Stesso discorso va fatto per l'adesione successiva, in quanto la delibera, in conformità dei principi basilari che regolano la materia della volontà degli organi collegiali, costituisce una sintesi, e non una somma algebrica, delle volontà dei singoli; in altri termini, l'atto collegiale non può risolversi nella mera sommatoria della volontà dei componenti del collegio, in qualunque luogo e tempo espresse, ma richiede un'unitaria manifestazione di volontà del collegio stesso, espressa attraverso la volontà maggioritaria dei suoi componenti; nel calcolo delle maggioranze prescritte dall'art. 1136 c.c. per l'approvazione delle delibere assembleari, non si può tener conto delle adesioni espresse in un momento diverso da quello della votazione, perché solo questa determina la fusione delle volontà dei singoli creativa dell'atto collegiale.

In questa prospettiva, la comunicazione del voto fatta dopo l'adozione della delibera non può spostare l'esito della votazione, così come l'eventuale conferma dell'adesione alla delibera, successivamente all'adozione della stessa, da parte dei condomini che tale adesione avevano precedentemente espresso, non può valere come sanatoria dell'invalidità, ma eventualmente solo come rinuncia a farla valere, senza precludere agli altri condomini la possibilità di impugnazione.

In questa prospettiva, stante che tutti i condomini devono essere convocati in un medesimo contesto spazio-temporale, affinché possano discutere e votare sugli argomenti posti preventivamente nell'ordine del giorno, resta preclusa, in àmbito condominiale, la modalità di partecipazione per corrispondenza, che non assicura la contestualità della discussione e la simultaneità della votazione; modalità che, invece, viene consentita in materia di società, alla luce dell'art. 2370, comma, c.c., secondo cui “lo statuto può consentire l'intervento in assemblea mediante mezzi di telecomunicazione, ovvero l'espressione del voto per corrispondenza”, precisando che “chi esprime il voto in via elettronica o per corrispondenza, si considera intervenuto in assemblea” (v. anche, l'art. 106 del d.l. n. 18/2020, che, nel periodo emergenziale, stabiliva, al comma 2, che, “con l'avviso di convocazione delle assemblee ordinarie o straordinarie, le società possono prevedere, anche in deroga alle diverse disposizioni statutarie, l'espressione del voto in via elettronica o per corrispondenza”, e, al comma 3, che “le società possono, inoltre, consentire, anche in deroga a quanto previsto dall'art. 2479, comma 4, c.c. e alle diverse disposizioni statutarie, che l'espressione del voto avvenga mediante consultazione scritta o per consenso espresso per iscritto”).

In proposito, va segnalato che, in àmbito societario, la mancanza di convocazione è espressamente prevista come causa di nullità (art. 2379, comma 1, c.c.), mentre prima la giurisprudenza in materia societaria era addirittura per l'inesistenza della delibera assembleare successivamente adottata; invero, si reputava che, in tale ipotesi, facesse difetto uno dei requisiti del procedimento necessari ai fini della formazione di una delibera imputabile alla società: tale carenza avrebbe determinato una fattispecie “apparente”, non riconducibile alla categoria giuridica delle decisioni assembleari per la propria inadeguatezza strutturale o funzionale rispetto al modello previsto dalla legge (v., in argomento, Cass. civ., sez.
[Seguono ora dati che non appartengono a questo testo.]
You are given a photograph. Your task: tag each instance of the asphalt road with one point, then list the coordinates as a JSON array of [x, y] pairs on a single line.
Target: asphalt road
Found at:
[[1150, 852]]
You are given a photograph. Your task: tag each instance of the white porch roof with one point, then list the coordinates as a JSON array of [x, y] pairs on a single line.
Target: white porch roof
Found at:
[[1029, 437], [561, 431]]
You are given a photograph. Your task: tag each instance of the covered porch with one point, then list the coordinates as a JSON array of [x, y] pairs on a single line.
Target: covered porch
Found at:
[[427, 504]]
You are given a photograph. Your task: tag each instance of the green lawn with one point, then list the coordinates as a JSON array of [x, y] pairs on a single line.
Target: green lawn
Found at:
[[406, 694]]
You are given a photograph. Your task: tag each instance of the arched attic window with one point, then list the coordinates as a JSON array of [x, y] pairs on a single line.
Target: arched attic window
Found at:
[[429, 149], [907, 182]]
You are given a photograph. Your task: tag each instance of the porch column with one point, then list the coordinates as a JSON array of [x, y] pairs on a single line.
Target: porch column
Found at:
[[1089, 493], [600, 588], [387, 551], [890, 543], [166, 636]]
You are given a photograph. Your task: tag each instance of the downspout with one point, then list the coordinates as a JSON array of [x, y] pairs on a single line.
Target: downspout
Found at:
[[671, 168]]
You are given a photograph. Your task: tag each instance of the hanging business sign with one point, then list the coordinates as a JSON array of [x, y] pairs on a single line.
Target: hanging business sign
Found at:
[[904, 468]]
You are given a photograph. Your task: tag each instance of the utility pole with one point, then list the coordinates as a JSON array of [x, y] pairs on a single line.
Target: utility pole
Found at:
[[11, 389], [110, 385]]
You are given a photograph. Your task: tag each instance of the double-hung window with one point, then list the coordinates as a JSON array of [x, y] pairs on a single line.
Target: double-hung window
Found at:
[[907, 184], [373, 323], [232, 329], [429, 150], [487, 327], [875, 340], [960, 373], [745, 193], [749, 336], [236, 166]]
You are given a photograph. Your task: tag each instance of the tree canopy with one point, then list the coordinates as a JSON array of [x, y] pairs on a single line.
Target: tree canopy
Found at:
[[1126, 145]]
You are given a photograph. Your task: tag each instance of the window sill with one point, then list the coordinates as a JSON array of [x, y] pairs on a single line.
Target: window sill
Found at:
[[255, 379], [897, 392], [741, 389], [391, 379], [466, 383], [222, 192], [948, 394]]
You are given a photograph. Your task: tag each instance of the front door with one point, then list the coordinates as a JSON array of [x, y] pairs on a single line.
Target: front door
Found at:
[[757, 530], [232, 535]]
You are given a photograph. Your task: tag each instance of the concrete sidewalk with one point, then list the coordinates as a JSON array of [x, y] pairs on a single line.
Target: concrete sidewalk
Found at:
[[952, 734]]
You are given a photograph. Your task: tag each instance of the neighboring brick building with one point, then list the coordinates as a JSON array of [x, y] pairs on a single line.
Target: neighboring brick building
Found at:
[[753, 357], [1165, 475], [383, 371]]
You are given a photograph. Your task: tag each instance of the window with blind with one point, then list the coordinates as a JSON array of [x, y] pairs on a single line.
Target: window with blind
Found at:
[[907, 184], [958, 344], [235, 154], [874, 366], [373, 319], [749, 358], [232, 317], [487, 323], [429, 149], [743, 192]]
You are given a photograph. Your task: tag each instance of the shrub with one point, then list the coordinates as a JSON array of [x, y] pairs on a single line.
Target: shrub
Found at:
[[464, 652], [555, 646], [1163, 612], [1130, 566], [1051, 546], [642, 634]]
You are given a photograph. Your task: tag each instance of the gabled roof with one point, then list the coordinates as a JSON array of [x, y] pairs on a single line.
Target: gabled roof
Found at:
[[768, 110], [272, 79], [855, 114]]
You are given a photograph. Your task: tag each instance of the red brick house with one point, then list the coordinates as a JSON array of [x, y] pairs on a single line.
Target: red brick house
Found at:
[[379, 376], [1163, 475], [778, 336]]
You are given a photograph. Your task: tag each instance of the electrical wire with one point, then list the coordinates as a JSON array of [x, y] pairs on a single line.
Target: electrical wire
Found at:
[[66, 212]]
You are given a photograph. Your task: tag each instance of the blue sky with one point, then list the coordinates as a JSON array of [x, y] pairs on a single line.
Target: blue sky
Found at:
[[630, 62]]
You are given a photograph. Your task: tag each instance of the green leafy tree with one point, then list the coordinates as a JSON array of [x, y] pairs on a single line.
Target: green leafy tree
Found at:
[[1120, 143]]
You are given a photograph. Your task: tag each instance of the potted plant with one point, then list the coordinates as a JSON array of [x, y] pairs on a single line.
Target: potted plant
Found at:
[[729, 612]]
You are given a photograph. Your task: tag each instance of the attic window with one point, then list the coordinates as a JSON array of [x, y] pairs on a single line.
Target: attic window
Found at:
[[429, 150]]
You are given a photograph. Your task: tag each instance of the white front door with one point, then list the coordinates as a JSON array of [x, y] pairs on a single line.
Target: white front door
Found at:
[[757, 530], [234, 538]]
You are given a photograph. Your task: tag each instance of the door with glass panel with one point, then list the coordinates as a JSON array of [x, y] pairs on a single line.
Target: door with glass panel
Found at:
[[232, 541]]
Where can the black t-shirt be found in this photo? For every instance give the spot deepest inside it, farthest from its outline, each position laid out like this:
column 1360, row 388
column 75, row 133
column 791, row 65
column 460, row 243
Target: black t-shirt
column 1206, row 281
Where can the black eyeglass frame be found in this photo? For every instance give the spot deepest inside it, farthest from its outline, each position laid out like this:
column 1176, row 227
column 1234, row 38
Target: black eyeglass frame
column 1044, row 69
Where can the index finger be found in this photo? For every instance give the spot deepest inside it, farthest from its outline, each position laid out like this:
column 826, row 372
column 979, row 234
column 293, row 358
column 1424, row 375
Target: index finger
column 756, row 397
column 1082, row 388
I, 11 giugno 2003, n. 9364; Cass. civ., sez. I, 22 agosto 2001, n. 11186; Cass. civ., sez. I, 24 gennaio 1995, n. 835; Cass. civ., sez. I, 15 marzo 1986, n. 1768; Cass. civ., sez. I, 1° aprile 1982, n. 2009; v., tra le pronunce di merito, v. Trib. Milano 24 gennaio 1991, e Trib. Torino 29 novembre 1989).

Riferimenti

Celeste, L'interesse del condomino a impugnare la delibera assembleare, in Immob. & diritto, 2006, fasc. 6, 20;

Lenzi, Note in tema di delibera associativa inesistente, in Resp. comunicaz. impresa, 2001, 241;

Cusatti, Assimilabile al falsus procurator l'amministratore societario nominato con delibera inesistente: pubblicazione della stessa e tutela del terzo contraente, in Nuovo diritto, 1987, 837;

Marescotti, Deliberazione assembleare inesistente, in Società, 1987, 144.